Cohesion devices, e.g., reiteration, coreference, are crucial for building cohesion links across sentences. In this paper, we propose a document-level neural machine translation framework, CoDoNMT, which models cohesion devices from two perspectives: Cohesion Device Masking (CoDM) and Cohesion Attention Focusing (CoAF). In CoDM, we mask cohesion devices in the current sentence and force NMT to predict them with inter-sentential context information. A prediction task is also introduced to be jointly trained with NMT. In CoAF, we attempt to guide the model to pay exclusive attention to relevant cohesion devices in the context when translating cohesion devices in the current sentence. Such a cohesion attention focusing strategy is softly applied to the self-attention layer. Experiments on three benchmark datasets demonstrate that our approach outperforms state-of-the-art document-level neural machine translation baselines. Further linguistic evaluation validates the effectiveness of the proposed model in producing cohesive translations.

2021

pdf
NEUer at SemEval-2021 Task 4: Complete Summary Representation by Filling Answers into Question for Matching Reading Comprehension
Zhixiang Chen | Yikun Lei | Pai Liu | Guibing Guo
Proceedings of the 15th International Workshop on Semantic Evaluation (SemEval-2021)

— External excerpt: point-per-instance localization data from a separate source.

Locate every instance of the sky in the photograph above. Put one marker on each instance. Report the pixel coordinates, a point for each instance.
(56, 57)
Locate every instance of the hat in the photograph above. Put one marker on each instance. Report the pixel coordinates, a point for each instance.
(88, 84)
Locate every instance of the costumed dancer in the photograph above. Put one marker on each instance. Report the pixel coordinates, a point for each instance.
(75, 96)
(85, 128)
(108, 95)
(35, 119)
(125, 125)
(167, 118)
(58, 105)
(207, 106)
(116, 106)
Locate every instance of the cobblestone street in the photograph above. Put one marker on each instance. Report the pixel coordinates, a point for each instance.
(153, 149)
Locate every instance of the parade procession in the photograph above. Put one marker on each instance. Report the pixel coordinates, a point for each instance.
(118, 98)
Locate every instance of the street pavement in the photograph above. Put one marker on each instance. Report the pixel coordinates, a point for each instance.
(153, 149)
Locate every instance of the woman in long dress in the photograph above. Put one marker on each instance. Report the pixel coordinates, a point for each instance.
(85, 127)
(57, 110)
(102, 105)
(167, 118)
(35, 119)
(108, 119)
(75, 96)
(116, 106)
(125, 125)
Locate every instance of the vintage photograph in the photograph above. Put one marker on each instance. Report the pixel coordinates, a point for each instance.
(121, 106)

SemEval task 4 aims to find a proper option from multiple candidates to resolve the task of machine reading comprehension. Most existing approaches propose to concat question and option together to form a context-aware model. However, we argue that straightforward concatenation can only provide a coarse-grained context for the MRC task, ignoring the specific positions of the option relative to the question. In this paper, we propose a novel MRC model by filling options into the question to produce a fine-grained context (defined as summary) which can better reveal the relationship between option and question. We conduct a series of experiments on the given dataset, and the results show that our approach outperforms other counterparts to a large extent.